Ovum, an Australian women’s health company founded by Ariella Heffernan-Marks, has raised $4 million in seed funding to address the gender health gap, tripling its valuation just one year after securing $1.7 million in a pre-seed round.
In a statement on Tuesday, Ovum said the round was led by Admiralty Capital Group. It had the participation from Antler, Giant Leap, Aviron Investments, Foggy Valley Aotearoa, Brisbane Angels, and Think & Grow, alongside an increased investment from LaunchVic through The Alice Anderson Fund.
Ovum is building AI infrastructure for women’s health that captures symptoms, lifestyle, biometrics, reproductive health stages, medications, appointments, and medical reports into a single longitudinal memory. It can generate health summaries and appointment-ready questions to help women advocate for themselves in clinical settings.

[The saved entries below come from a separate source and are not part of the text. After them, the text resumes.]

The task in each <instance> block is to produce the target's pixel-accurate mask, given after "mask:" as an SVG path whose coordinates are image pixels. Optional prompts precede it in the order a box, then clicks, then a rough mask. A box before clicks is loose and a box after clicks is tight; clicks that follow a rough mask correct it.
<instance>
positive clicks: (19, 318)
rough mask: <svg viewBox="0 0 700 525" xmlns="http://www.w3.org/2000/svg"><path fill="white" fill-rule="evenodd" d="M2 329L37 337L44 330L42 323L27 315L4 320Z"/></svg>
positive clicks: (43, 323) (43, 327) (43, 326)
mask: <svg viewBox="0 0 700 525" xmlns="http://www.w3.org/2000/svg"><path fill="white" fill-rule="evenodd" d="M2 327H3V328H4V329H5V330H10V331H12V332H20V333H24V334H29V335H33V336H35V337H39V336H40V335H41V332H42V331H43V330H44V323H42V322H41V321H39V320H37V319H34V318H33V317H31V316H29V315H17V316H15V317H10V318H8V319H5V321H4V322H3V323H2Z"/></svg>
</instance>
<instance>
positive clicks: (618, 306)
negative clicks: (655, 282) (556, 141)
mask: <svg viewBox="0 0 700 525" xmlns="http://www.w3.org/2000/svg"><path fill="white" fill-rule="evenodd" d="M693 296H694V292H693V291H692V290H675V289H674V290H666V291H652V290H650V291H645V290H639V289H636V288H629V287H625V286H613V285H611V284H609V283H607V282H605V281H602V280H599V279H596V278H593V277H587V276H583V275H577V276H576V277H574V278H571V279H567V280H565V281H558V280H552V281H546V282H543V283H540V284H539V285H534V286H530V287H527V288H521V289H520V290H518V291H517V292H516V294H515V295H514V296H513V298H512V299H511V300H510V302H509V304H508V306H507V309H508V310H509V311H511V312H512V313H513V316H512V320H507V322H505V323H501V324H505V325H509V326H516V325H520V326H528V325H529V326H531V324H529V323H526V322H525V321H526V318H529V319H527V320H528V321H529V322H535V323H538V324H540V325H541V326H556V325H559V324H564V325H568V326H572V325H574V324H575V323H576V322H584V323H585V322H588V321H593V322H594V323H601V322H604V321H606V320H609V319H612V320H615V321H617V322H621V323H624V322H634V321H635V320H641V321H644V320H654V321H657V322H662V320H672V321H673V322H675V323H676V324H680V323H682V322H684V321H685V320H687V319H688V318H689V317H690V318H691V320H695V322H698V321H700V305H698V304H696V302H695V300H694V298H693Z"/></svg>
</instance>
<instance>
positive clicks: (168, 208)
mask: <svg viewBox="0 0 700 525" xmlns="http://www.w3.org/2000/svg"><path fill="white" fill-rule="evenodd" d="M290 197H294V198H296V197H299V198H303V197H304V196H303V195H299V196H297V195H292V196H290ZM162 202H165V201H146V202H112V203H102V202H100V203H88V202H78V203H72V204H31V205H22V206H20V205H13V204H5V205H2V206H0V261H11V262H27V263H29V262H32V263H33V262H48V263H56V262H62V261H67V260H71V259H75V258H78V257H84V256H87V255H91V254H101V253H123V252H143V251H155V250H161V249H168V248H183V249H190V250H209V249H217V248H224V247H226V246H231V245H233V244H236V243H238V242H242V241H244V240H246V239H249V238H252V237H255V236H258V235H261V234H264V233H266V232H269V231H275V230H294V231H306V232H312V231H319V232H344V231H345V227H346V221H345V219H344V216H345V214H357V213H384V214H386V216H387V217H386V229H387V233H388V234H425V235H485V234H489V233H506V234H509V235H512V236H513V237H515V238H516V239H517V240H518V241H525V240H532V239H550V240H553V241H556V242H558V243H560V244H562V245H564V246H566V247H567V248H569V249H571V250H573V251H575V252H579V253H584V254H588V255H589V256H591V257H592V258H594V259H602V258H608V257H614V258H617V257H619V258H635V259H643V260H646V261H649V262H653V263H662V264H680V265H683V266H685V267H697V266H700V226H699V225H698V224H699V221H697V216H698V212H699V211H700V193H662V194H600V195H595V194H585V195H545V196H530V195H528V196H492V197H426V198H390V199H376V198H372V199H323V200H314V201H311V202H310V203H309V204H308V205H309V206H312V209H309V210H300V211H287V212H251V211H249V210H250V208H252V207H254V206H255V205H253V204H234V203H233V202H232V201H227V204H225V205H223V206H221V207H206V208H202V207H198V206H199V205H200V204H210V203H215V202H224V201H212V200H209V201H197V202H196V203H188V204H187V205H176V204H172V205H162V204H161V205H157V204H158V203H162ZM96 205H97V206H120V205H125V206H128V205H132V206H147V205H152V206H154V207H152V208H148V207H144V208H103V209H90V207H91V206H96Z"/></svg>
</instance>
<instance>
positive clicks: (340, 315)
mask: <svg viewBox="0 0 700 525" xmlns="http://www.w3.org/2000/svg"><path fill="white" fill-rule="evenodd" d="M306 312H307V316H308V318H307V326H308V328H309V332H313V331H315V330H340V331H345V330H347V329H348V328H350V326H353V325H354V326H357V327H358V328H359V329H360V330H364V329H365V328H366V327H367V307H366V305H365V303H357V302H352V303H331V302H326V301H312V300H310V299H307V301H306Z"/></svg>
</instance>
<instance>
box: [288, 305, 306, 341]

Since launching in August 2025, Ovum has grown 30 percent month-on-month, with more than 20,000 downloads, 60,000 women’s health data insights captured, and more than 113,000 AI health conversations from women aged 15 to 84.
Amanda Andriano, Founding Partner of Admiralty Capital Group, said Ovum combines mission, market timing, and technical capability with an exceptional founder, creating the foundation for a company of global significance.
Heffernan-Marks said the funding allows the company to scale its mission responsibly while building a platform grounded in clinical integrity, privacy, and consent.
Ovum said 83 percent of its users have opted in to share anonymised data for research purposes, with data handled to global standards including GDPR and SOC 2 Type II. Earlier this year, Ovum launched clinical trials with St George Hospital and the Royal Hospital for Women to assess AI as a preventative health tool for women.